After I shared the outline for my series of posts about “war at its worst”, Michael C asked me a poignant question, “Where are the excerpts from post-9/11 war memoirs?”

It’s a good question. There really aren’t any. Some scenes and images from the invasion of Afghanistan and Iraq get close--particularly in Generation Kill, One Bullet Away, Soft Spots and The War I Always Wanted--but on the whole, nothing nails it on the head. This has more to do with the nature of the wars in Iraq and Afghanistan than the limitations of memoirs. Two trends stand out:

1. Our Soldiers are like scuba divers. Our current wars isolate and protect American Soldiers, via friendly supply lines and segregated bases. Michael C told me once that our soldiers are like scuba divers, with a breathing line attached back to America, supplying them with food, water and video games.

2. Our Soldiers are safe. Thank God for that. Comparatively, these wars have not been as dangerous or as chaotic as past wars, specifically World War I and World War II. That’s why scenes from A Farewell to Arms and Atonement strike so hard; those wars were just shockingly ugly and brutal, epic in a terrible way.

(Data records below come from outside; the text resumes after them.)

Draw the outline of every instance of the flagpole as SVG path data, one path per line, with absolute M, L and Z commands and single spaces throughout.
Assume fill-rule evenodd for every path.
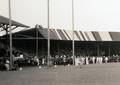
M 10 28 L 10 63 L 13 66 L 13 56 L 12 56 L 12 21 L 11 21 L 11 0 L 8 0 L 9 7 L 9 28 Z
M 47 8 L 48 8 L 48 14 L 47 14 L 47 26 L 48 26 L 48 66 L 50 66 L 50 0 L 47 0 Z
M 72 56 L 73 65 L 75 65 L 75 41 L 74 41 L 74 0 L 72 0 Z

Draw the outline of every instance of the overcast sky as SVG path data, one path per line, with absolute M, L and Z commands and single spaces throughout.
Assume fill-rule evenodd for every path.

War, at its worst, is chaos. Complete death and violence and ugliness. The American military hasn’t seen that in these wars yet, thank God.

This is why novels trump memoirs, in my opinion. They don’t show what is, but what could be. And with war, that is what is more important. Take, for example, Pride of Baghdad.

Pride of Baghdad, as Matty P wrote about last week, is about a group of lions in the Baghdad Zoo, freed by a stray bomb during the American invasion. Chaos ensues; these lions don’t know what to do. They are free, and caged animals aren’t used to being free. As the lions walk away from the zoo, Ali asks, “But who’s gonna bring Safa her breakfast and stuff?”

War at its worst is chaos, about everyone against everyone in a civilization-less free-for-all. Monkeys fight lions, lions fight lions, lions fight a bear, and humans kill the animals. The battles are punctuated by the violence: a giraffe’s head explodes, turtles drown in oil. War is hell.

Baghdad, post-invasion, was war at its worst. A city over turned in chaos, looting, crime, invasion, death and explosions. I haven’t read that story in memoir, yet. It takes a trained novelist--in this case a graphic novelist team--to depict this chaos.

Could it be represented in memoir? Absolutely. If it were a memoir written by an Iraqi. Sadly, there are far too few of these.

(If you have any recommendations of modern war novels that feature “War at its Worst” or a memoir written from the Iraqi perspective, pass it along.)

two comments

I would take this a step further. I really think that we won’t understand Iraq or Afghanistan until we hear that side of the story, if it ever gets translated. I think the best we have right now is In the Belly of the Green Bird by Nir Rosen.


I remember this was a pretty good one when I read it in 2004. It’s by an Iraqi who was in Baghdad during the invasion: Salam Pax: The Clandestine Diary of an Ordinary Iraqi.